Lastly, it’s sometimes argued that barristers should be immune from suit because they can’t sue for their fees. However, the practitioner here was a solicitor so that argument is irrelevant, and with there being a “fused” profession now in many parts of Australia (everyone is both a barrister and solicitor) that justification must be regarded as moribund. In any event, even in places where the barrister-solicitor distinction is starkly maintained, the fact that barristers can’t sue in no sense reduces their ability to make sure they get paid. A solicitor who fails to pay a barrister (at least for a very long time) will end up (a) on a disciplinary charge before the Law Society; and (b) unable to find barristers prepared to accept a brief from him/her. So this too is a spurious argument.

C.L.
2025 years ago

Interesting. Thanks Ken.

The only weakness to a (still) layman’s eye, however, would seem to revolve around the assertion by Kirby J that “none of these persons [ie. judges, jurors and prosecutors] owes any duty of care to a litigant.”
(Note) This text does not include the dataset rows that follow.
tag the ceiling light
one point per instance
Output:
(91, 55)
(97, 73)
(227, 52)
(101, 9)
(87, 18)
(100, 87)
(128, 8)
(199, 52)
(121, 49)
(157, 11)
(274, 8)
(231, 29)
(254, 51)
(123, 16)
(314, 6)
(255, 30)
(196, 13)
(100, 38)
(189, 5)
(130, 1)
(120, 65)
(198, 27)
Could that be right? I would have thought they indeed owe some kind of duty of care to litigants. Not direct or personal but tangential.

If so, wouldn’t that be comparable to the tangential and vicarious nature of barristers’ roles – vis-a-vis the administration of justice – which advocates of the status quo argue and which Kirby J rejects.

Might not, then, Kirby J be arguing prejudicially for the continuation of a rarefied safety zone for “judges, jurors and prosecutors” while selling the dump to barristers?

[Forgive the amateurishness Prof].

TrueRWDB
TrueRWDB
2025 years ago

But, CL, there are remedies on appeal against Judges and Prosecutors, and in some circumstances, Jurors. Anyway the case concerned a defending lawyer, not the former worthies.

Like Ken, Mark and the majority of commenters, I found this decision shocking and outrageous. It’s very rare for me to find myself in agreement with Kirby’s reasoning for a dissenting judgement, and even rarer for me to agree with Ackland. What I found offensive was the spurious logic of the majority judges. Unfairness I can live with (through gritted teeth), as I’ve come to expect it in the law.

It really proves the thriving existence of “legal creativity” (a concept Ken actually defended in a post during his early blogging days) – a concept strongly supported by Kirby and condemned by Hayden, one of the majority. I suppose you could argue in this case that the majority were not being creative, merely “defending” the status-quo.

“The Australian” asserted in this morning’s editorial that it would need a “legal hammer” to intervene successfully to change the law in this situation. It would have to be a powerful machine-driven hammer indeed, as I have no doubt that this High Court would find plenty of illogical “creative” reasons for overturning such presumptuous legislation, no doubt resorting to spurious “separation of powers” concepts.

Ken Parish
Ken Parish
2025 years ago

CL

RWDB has dealt with your question. In addition “duty of care” is being used as a term of art, to describe a legal duty that reuslts in a liability for damages if breached. A litigant cannot sue the judge, jurors or prosecutor (or witnesses) under any circumstances i.e. no legal “duty of care” exists. That isn’t to say they don’t all owe duties to society and the state to faithfully contribute to the administration of justice , nor that breaches aren’t punishable in other ways (e.g. contempt of court, dismissal for judicial misconduct etc). But, as Kirby persuasively observes, the existence of a more general duty in a litigant’s lawyer to uphold the administration of justice doesn’t conflict with his also being held to have a “duty of care” to his client (enforceable by damages), just like all other professionals, because “it is difficult to see how negligence could be found where a barrister has simply complied with a duty to the court”.

C.L.
2025 years ago

Thanks RWDB & Ken. Yes, those observations answer my questions. The court’s decision does look pretty archaic.